Speaking at Government Buildings on Wednesday, Mr Fanning said the principles “for the first time, clearly articulate standards for the State and its lawyers in the conduct of legal proceedings”.
The principles, he stressed, are “not intended to radically change how the State conducts litigation”. Many, he said, are already applied on a daily basis by officials and lawyers managing litigation on the State’s behalf.
Litigation is expensive and time-consuming for all involved, including the State, he said. To that end, the principles explain the State will take steps to avoid, prevent and limit the scope of legal proceedings, a policy “clearly consistent” with the policy intent under the Mediation Act 2017.
That means greater emphasis on earlier engagement to try to avoid unnecessary litigation, he said.

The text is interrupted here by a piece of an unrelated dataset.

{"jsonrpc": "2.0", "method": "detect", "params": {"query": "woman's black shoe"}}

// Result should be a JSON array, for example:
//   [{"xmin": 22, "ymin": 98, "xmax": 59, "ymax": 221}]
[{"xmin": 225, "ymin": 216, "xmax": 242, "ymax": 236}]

The State should take steps to resolve disputes between public bodies outside court and clear channels of communication between officials that will facilitate discussion between public bodies, which is likely to play an important role in avoiding such disputes, he outlined.
There are, he noted, independent bodies and agencies who conduct litigation outside of central government, and a public body has a statutory right to appeal against a decision of an independent authority. While different considerations may apply in such cases, there will be cases where litigation between State entities should be avoided and other means of dispute resolution found.
The principles, the Attorney General said, are best described as “a codification and public statement of existing best practice and will serve at least three important functions”.
Firstly, by clarifying and explaining existing best practice, they will assist Government department officials and lawyers in upholding the high standards already expected of the State, he said.
Secondly, he outlined, they will help explain the State’s approach to litigation and foster a better understanding of how the State serves the public interest when litigating.
Thirdly, although the principles apply only to bodies answerable to the Government, the articulation of standards the Government seeks to uphold in litigation sets an example and demonstrates best practice to others.
Mr Fanning said the principles do not prevent the State, in an appropriate case, contesting litigation, appealing a decision, settling cases with or without admissions of liability, asserting legal professional privilege and applying for recovery of State costs.
Where litigation is pursued, the range of issues in dispute should be kept as narrow as possible, he said. The State should not require an applicant to prove a matter which the State knows to be true or which the applicant is likely to succeed in proving at trial. That would assist the court in deciding the case and minimise the costs.
Where the State finds itself defending multiple claims, it should assist in the identification of appropriate lead cases to facilitate the efficient and effective administration of justice, he added.